Ses doigts glissent sur mes seins, frôlent mes tétons qui durcissent direct. ‘Mmmh, t’es sensible là,’ qu’il murmure, son souffle chaud dans mon cou. Odeur de son parfum musqué mélangée à ma sueur légère. Il embrasse ma peau, langoureuse, et putain… non, attends, c’est trop bon. Mon corps répond tout seul, il vibre.
Les premières caresses qui font fondre tout
Je l’attire contre moi. ‘Viens, pose-toi sur moi.’ Son poids massif m’écrase délicieusement, son torse poilu contre mes seins nus. Nos regards se croisent, intenses. ‘J’adore quand tu me regardes comme ça,’ je souffle. Ses mains pétrissent mes fesses, avides. Mes ongles s’enfoncent dans son dos. ‘Aïe !’ il rit, mais continue.
La routine, le boulot, tout s’efface. Seules les sensations comptent. Sa bouche sur mes tétons, suce, mordille. ‘Oh oui, comme ça…’ Je gémis, la langue qui explore mes courbes, salive chaude qui coule. Ses doigts descendent, effleurent ma chatte déjà trempée. ‘T’es toute mouillée, salope,’ il grogne.
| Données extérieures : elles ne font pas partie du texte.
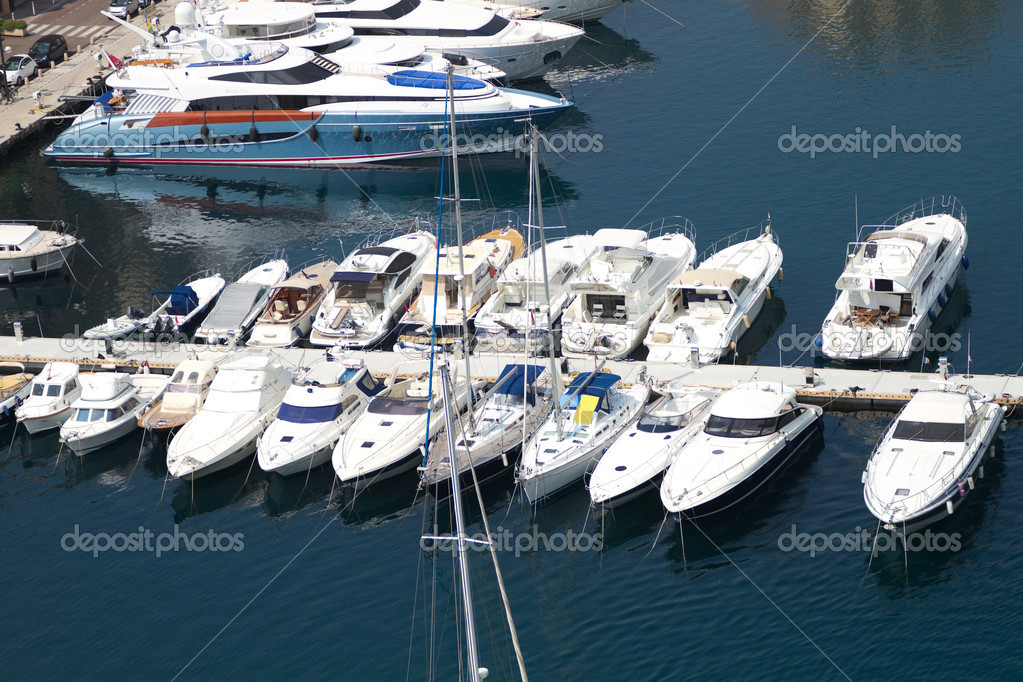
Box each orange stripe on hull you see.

Je tortille du cul, ‘Fouilles-moi, vas-y.’
Il me retourne sur le ventre sans prévenir. Mon dos nu, mes reins cambrés offerts. Sa bouche part de ma nuque, baisers humides qui descendent jusqu’à mes pieds. ‘T’es mon dessert,’ il dit en riant. Je frissonne, la langue qui lèche mes fesses. Puis, claques ! Une, deux, plus fort. ‘Ah !’ Ma chair rougit, vibre. Douleur qui pique, plaisir qui monte. ‘Encore !’
Ses doigts humides s’aventurent. Un dans mon cul, lent. ‘Relaxe-toi,’ il murmure. Je halète, souffle coupé. Ma chatte palpite, je guide sa main libre dessus. ‘Là, touche-moi.’ Je m’ouvre grande, mouille qui dégouline sur mes cuisses. Odeur de sexe fort, âcre. ‘Je vais jouir si tu continues,’ je supplie, main sur la bouche pour étouffer mes cris.
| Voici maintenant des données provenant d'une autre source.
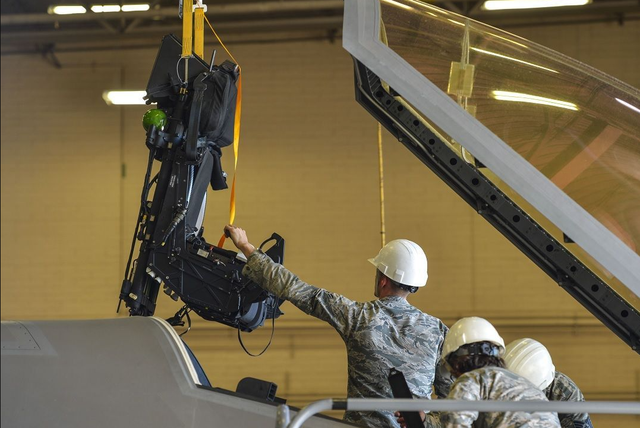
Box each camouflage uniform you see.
[242,250,448,428]
[442,367,560,428]
[544,370,593,428]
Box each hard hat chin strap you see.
[449,342,500,358]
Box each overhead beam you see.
[2,16,342,45]
[0,0,344,27]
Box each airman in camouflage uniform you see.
[544,370,593,428]
[440,317,560,428]
[225,226,448,428]
[441,367,560,428]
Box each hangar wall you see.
[1,18,640,427]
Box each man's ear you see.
[378,275,389,287]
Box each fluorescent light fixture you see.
[91,4,120,13]
[48,5,87,15]
[122,4,150,12]
[382,0,413,10]
[616,98,640,113]
[482,0,591,10]
[471,47,558,73]
[102,91,147,106]
[491,91,578,111]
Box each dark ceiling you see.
[0,0,640,55]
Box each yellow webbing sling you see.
[204,16,242,247]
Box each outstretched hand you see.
[393,410,427,428]
[224,224,256,258]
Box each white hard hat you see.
[369,239,429,287]
[504,338,556,389]
[441,317,504,361]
La chevauchée sauvage et l’explosion finale
J’en peux plus. ‘Je te veux en moi !’ Je le pousse sur le dos, sa bite dressée, veinée, luisante de pré-cum. Goût salé quand je la lèche vite. ‘Putain, monte sur moi.’ Je m’empale dessus, lente. Chaude, dure, qui remplit tout. ‘Mmmh…’ Je remue du bassin, doucement d’abord. Ses mains sur mes hanches. ‘Bouge, chevauche-moi.’
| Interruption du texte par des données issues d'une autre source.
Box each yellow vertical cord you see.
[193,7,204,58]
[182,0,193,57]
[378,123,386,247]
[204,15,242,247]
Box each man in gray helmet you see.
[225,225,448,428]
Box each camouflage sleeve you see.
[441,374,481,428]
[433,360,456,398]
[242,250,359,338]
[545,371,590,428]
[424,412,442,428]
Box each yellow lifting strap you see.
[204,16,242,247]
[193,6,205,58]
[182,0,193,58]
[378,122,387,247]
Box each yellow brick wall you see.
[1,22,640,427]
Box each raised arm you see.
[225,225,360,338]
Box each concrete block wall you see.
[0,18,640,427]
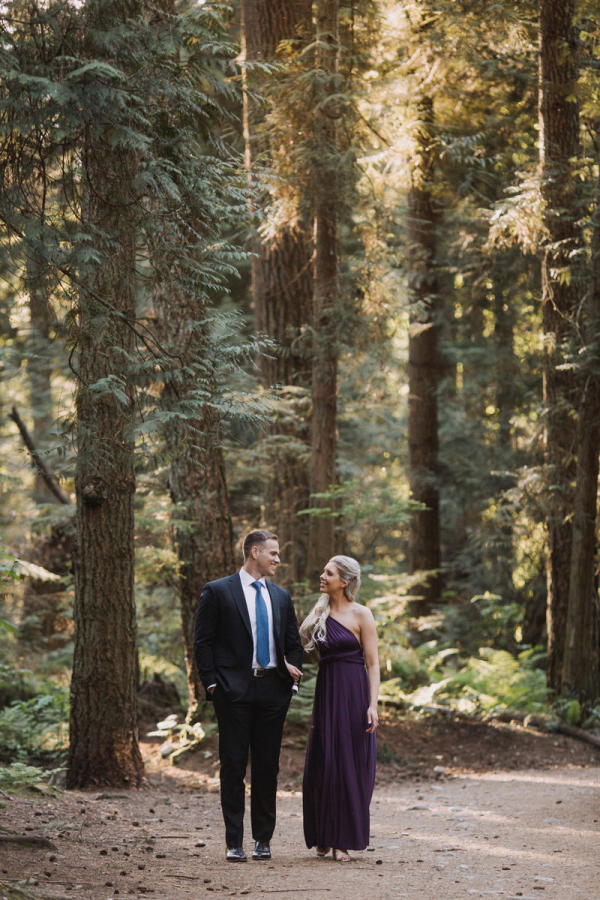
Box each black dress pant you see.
[213,672,292,847]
Le rythme monte. Je m’enfonce fort, croupe qui claque contre son ventre. Bruits de peaux qui claquent, ‘Ploc ploc’, mouille qui gicle. ‘Baise-moi plus vite !’ Mes seins ballottent, il les attrape, pince. Nos langues se mêlent, baisers voraces. Sueur qui perle, goût salé sur sa peau.
Soudain, je tremble. ‘Je viens… Oh mon dieu !’ Il accélère, ‘Moi aussi, prends tout !’ Nos râles se mêlent, cris rauques. Son jus chaud gicle au fond, pulse après pulse. Je m’effondre sur lui, cassée, repue. Son odeur partout, cœurs qui battent la chamade.
On reste collés, essoufflés. ‘T’es incroyable,’ il dit en caressant mes cheveux. Je me love contre lui, dans la tiédeur des draps. Le temps n’existe plus, juste ces sensations qui flottent encore. Je m’endors, heureuse, son bras autour de moi.